The study published by the American Journal of Clinical Nutrition (AJCN) shows that Samsung Galaxy Watch could contribute to preventing or reducing obesity in its users. The study also found that Galaxy Watch devices were accurate in measuring body composition, with a precision comparable to laboratory results. It also highlights the promise wearables present in helping prevent or reduce obesity, a condition that is responsible for approximately 60 per cent of cardiovascular disease deaths.

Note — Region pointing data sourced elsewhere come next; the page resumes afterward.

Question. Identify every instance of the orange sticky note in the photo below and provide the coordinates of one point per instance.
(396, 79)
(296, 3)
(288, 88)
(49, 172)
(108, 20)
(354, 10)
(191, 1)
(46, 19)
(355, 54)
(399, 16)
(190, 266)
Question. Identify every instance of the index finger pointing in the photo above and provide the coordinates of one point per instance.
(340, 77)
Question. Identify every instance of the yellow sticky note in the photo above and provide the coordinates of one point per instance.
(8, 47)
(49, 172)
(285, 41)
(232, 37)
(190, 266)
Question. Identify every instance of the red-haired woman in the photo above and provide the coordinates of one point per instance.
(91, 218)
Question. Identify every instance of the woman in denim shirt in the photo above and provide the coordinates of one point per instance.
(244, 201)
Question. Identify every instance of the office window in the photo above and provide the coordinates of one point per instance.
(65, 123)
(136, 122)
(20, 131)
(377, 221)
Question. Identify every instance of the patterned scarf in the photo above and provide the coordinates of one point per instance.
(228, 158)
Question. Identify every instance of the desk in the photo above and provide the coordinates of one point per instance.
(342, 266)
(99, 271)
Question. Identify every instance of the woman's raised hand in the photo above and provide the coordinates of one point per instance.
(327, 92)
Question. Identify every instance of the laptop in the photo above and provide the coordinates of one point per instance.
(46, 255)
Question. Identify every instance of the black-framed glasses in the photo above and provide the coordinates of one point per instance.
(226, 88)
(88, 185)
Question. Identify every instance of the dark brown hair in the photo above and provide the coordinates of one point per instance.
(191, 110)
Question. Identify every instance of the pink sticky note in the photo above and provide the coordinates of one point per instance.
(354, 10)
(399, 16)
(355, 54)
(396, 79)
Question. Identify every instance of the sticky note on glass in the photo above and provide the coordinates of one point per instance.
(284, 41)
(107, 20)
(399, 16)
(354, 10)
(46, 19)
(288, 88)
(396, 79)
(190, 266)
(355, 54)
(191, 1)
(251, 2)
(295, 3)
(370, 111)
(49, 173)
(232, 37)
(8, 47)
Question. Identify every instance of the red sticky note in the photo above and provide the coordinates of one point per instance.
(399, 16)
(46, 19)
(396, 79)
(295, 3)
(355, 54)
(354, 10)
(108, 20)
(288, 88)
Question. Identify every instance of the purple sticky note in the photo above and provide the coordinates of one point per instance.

The results demonstrated that Galaxy Watch’s BIA measurement had between a 97-98 per cent correlation with the two reference devices on fat-free mass, fat mass, skeletal muscle mass, basal metabolic rate, and total body water.
Further, a randomisd control trial found that wearables decreased sedentary time by an average of 68 minutes, while a meta-analysis of the effects of wearable activity trackers showed an increase of more than 2,500 daily steps.